The authors end their video with the following claim:
"This gives us a way to control the atom by the way that we look at the light."
That's actually not quite right.
Up until now, I've been showing conditional states in the circuit diagrams. But what does the qubit's unconditional state, i.e. what we can expect before even starting the experiment, look like?
Well, when measuring along the Z axis, the qubit kinda rotates slowly while decaying towards the center:
And, when measuring along another axis, the qubit... kinda rotates slowly while decaying towards the center...:
The above diagrams show that the qubit evolves in the same way, regardless of which measurements we plan to make. This demonstrates that changing the axis doesn't give us any control. (Though that was obvious from the start, since otherwise we could easily violate the no-communication theorem.)
What's actually happening during these experiments is that we're learning different information about the qubit as we go. Although the unconditional expected-ahead-of-time states don't depend on the measurement choices, the conditional informed-by-measurement states differ by quite a lot. We're not deciding what happens, but we are finding out what happened.

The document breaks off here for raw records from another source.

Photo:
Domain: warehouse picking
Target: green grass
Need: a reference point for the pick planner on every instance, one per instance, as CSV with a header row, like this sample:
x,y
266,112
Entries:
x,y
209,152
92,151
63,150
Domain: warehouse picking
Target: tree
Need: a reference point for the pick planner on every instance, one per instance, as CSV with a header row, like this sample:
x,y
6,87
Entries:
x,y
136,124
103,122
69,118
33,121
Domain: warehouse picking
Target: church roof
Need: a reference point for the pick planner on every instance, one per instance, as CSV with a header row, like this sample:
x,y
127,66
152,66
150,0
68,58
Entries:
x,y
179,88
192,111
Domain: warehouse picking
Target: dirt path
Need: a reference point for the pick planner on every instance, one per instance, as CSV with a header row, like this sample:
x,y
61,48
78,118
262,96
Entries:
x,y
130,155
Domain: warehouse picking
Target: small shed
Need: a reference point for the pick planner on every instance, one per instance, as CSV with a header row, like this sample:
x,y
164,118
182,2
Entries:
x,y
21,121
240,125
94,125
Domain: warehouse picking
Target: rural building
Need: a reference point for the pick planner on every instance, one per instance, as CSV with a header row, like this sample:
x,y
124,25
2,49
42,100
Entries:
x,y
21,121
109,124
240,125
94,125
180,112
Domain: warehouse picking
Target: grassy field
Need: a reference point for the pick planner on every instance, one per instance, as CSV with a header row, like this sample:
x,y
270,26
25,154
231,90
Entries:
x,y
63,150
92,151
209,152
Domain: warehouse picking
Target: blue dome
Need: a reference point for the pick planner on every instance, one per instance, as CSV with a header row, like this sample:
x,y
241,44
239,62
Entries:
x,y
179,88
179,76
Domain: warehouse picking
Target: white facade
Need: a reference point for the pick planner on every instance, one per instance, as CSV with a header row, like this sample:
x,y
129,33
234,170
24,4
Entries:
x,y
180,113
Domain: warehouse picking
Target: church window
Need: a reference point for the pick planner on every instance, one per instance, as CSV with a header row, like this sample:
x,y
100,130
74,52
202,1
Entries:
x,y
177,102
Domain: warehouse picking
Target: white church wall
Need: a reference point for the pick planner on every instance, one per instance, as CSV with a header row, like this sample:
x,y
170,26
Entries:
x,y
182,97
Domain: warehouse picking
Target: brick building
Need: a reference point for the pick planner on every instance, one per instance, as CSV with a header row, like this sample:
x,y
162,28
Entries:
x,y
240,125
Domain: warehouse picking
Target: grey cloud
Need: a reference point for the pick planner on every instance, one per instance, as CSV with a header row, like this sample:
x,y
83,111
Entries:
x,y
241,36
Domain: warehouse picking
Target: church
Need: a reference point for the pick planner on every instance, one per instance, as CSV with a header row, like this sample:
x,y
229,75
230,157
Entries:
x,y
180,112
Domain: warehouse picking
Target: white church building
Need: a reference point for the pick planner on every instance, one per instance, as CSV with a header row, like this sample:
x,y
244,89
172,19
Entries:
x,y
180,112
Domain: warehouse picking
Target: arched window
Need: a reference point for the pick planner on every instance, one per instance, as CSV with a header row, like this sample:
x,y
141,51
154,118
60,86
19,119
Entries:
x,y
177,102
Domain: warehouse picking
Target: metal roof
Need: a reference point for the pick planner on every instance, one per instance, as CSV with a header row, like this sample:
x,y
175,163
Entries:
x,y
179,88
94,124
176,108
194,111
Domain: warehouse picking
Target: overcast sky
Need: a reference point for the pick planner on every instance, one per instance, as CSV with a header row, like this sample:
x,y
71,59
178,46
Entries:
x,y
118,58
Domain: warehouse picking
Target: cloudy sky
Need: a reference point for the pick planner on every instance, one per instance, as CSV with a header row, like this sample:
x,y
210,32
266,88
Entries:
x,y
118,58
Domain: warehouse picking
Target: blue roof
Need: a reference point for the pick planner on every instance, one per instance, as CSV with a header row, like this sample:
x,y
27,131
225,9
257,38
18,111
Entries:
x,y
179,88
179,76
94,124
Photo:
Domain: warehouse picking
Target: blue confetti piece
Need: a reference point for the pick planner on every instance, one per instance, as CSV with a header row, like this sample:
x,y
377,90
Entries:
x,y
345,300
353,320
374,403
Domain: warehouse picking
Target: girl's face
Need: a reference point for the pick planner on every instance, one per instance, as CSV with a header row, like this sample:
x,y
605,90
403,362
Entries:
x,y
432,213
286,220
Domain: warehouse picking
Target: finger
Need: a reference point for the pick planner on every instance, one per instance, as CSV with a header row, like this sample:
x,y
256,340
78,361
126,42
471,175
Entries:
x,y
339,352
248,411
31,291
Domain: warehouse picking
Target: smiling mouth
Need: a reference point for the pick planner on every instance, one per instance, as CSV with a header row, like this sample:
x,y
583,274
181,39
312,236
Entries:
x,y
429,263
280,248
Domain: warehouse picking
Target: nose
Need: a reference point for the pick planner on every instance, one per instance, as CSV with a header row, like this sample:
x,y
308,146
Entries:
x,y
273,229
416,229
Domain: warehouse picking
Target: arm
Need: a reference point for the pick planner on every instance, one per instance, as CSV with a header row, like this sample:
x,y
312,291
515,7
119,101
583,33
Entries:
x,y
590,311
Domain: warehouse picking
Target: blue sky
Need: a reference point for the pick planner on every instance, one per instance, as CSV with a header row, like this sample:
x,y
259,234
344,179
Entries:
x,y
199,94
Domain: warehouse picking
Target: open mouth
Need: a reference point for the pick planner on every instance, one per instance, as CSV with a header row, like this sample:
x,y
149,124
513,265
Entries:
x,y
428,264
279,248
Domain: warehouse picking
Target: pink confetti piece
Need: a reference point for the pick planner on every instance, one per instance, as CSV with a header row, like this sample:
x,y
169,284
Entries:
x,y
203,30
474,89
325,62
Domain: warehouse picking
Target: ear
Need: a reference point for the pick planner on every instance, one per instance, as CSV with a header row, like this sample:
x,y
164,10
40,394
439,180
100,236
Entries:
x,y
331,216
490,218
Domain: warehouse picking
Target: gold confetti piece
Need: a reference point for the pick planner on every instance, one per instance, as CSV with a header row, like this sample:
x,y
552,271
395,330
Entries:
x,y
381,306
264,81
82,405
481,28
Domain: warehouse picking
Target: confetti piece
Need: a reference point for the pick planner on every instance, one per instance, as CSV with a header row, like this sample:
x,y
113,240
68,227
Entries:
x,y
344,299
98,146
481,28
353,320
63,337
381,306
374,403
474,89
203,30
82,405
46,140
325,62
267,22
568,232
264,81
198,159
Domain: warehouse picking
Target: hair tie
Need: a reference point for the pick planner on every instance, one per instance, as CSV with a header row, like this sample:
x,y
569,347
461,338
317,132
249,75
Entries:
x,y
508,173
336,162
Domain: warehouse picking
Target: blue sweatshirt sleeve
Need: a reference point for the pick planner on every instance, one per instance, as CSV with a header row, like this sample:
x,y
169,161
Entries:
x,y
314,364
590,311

So the authors are wrong when they say we've found a way to control the atom by looking at the light differently. A corrected quote would be... "This gives us a way to find out if the atom is in the state we want by the way that we look at the light". Which... sounds quite a lot more mundane, doesn't it?
Still, it's very interesting that the experience changes so much when measuring different axes.
Ultimately, I think that the phenomena described by the paper is just an interesting example of how you learn different things by measuring different things. There's no control, at least not in the literal sense of the word.
(That being said, I feel uncomfortable bluntly leaving things at "there's no control". It has the wrong connotations, and probably some people will disagree about the shades of meaning. The thing we are doing would require control if this was a classical system. This is yet another example of entanglement riding the line between "I can predict that!" and "I can control that!" in a way that's hard to summarize.)
How you measure entangled information about a qubit qualitatively changes the feel of the inference process. Sometimes it behaves like spontaneous decay, other times like a random walk.
Despite the surprisingly different behaviors, we're not actually controlling the qubit. We're just revealing things about it at different rates.